IntroductionRelapsing fever (RF) remains a neglected human disease that is caused by a number of diverse pathogenic Borrelia (B.) species. Characterized by high cell densities in human blood, relapsing fever spirochetes have developed plentiful strategies to avoid recognition by the host defense mechanisms. In this scenario, spirochetal lipoproteins exhibiting multifunctional binding properties in the interaction with host-derived molecules are known to play a key role in adhesion, fibrinolysis and complement activation. MethodsBinding of CihC/FbpC orthologs to different human proteins and conversion of protein-bound plasminogen to proteolytic active plasmin were examined by ELISA. To analyze the inhibitory capacity of CihC/FbpC orthologs on complement activation, a microtiter-based approach was performed. Finally, AlphaFold predictions were utilized to identified the complement-interacting residues. Results and discussionHere, we elucidate the binding properties of CihC/FbpC-orthologs from distinct RF spirochetes including B. parkeri, B. hermsii, B. turicatae, and B. recurrentis to human fibronectin, plasminogen, and complement component C1r. All CihC/FbpC-orthologs displayed similar binding properties to fibronectin, plasminogen, and C1r, respectively. Functional studies revealed a dose dependent binding of plasminogen to all borrelial proteins and conversion to active plasmin. The proteolytic activity of plasmin was almost completely abrogated by tranexamic acid, indicating that lysine residues are involved in the interaction with this serine protease. In addition, a strong inactivation capacity toward the classical pathway could be demonstrated for the wild-type CihC/FbpC-orthologs as well as for the C-terminal CihC fragment of B. recurrentis. Pre-incubation of human serum with borrelial molecules except CihC/FbpC variants lacking the C-terminal region protected serum-susceptible Borrelia cells from complement-mediated lysis. Utilizing AlphaFold2 predictions and existing crystal structures, we mapped the putative key residues involved in C1r binding on the CihC/FbpC orthologs attempting to explain the relatively small differences in C1r binding affinity despite the substitutions of key residues. Collectively, our data advance the understanding of the multiple binding properties of structural and functional highly similar molecules of relapsing fever spirochetes proposed to be involved in pathogenesis and virulence.
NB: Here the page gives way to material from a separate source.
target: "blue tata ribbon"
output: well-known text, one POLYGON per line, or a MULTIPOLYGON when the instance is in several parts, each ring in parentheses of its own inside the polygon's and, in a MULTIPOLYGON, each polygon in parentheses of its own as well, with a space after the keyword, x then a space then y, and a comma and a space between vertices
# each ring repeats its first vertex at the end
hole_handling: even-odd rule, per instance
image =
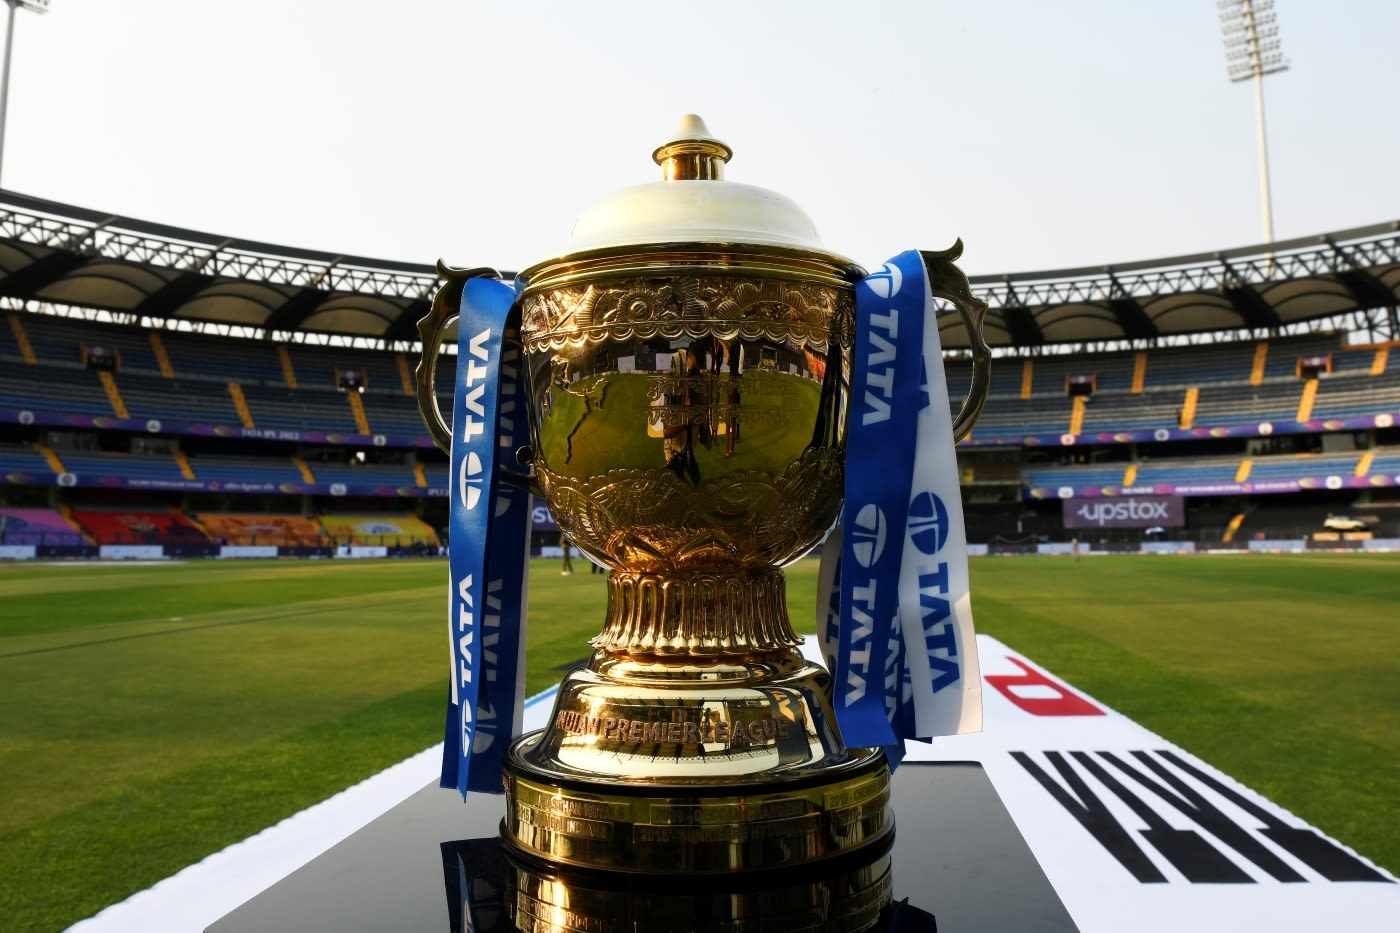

引言：回归热（Relapsing fever, RF）仍是一种未得到充分关注的人类疾病，其由多种致病性疏螺旋体属（Borrelia, B.）的不同物种引发。回归热螺旋体以人体血液中极高的菌体密度为典型特征，已演化出多种策略以逃避免疫宿主的防御识别机制。在此背景下，研究证实，在与宿主源性分子互作过程中展现多功能结合特性的螺旋体脂蛋白，在黏附、纤维蛋白溶解及补体激活过程中发挥关键作用。 方法：本研究通过酶联免疫吸附试验（Enzyme-Linked Immunosorbent Assay, ELISA），检测了CihC/FbpC同源蛋白与不同人类蛋白质的结合活性，以及蛋白结合型纤溶酶原向具有蛋白水解活性的纤溶酶的转化过程。为分析CihC/FbpC同源蛋白对补体激活的抑制能力，本研究采用了基于微孔板的实验体系。最后，本研究借助AlphaFold预测工具，鉴定出与补体互作的氨基酸残基。 结果与讨论：本研究阐明了来自不同回归热螺旋体的CihC/FbpC同源蛋白结合特性，涉及的菌株包括帕克疏螺旋体（B. parkeri）、赫姆斯疏螺旋体（B. hermsii）、图里卡塔疏螺旋体（B. turicatae）以及回归热疏螺旋体（B. recurrentis），其靶分子包括人类纤连蛋白、纤溶酶原及补体成分C1r。所有CihC/FbpC同源蛋白均分别对上述三类分子展现出相似的结合活性。功能实验结果显示，纤溶酶原与所有疏螺旋体蛋白的结合呈剂量依赖性，并可转化为活性纤溶酶。氨甲环酸可几乎完全抑制纤溶酶的蛋白水解活性，表明赖氨酸残基参与了该丝氨酸蛋白酶的互作过程。此外，野生型CihC/FbpC同源蛋白以及回归热疏螺旋体的C端CihC片段，均展现出对补体经典途径的强效灭活能力。将人类血清与除缺失C端区域的CihC/FbpC变体之外的疏螺旋体分子预孵育，可使血清敏感型疏螺旋体细胞免受补体介导的裂解。本研究结合AlphaFold2预测结果与已公开的晶体结构，在CihC/FbpC同源蛋白上定位了参与C1r结合的潜在关键残基，试图解释尽管存在关键残基的替换，C1r结合亲和力仍仅存在较小差异的现象。综上，本研究的数据加深了我们对回归热螺旋体结构与功能高度相似的多功能结合分子的理解，这类分子被认为与致病过程及毒力调控密切相关。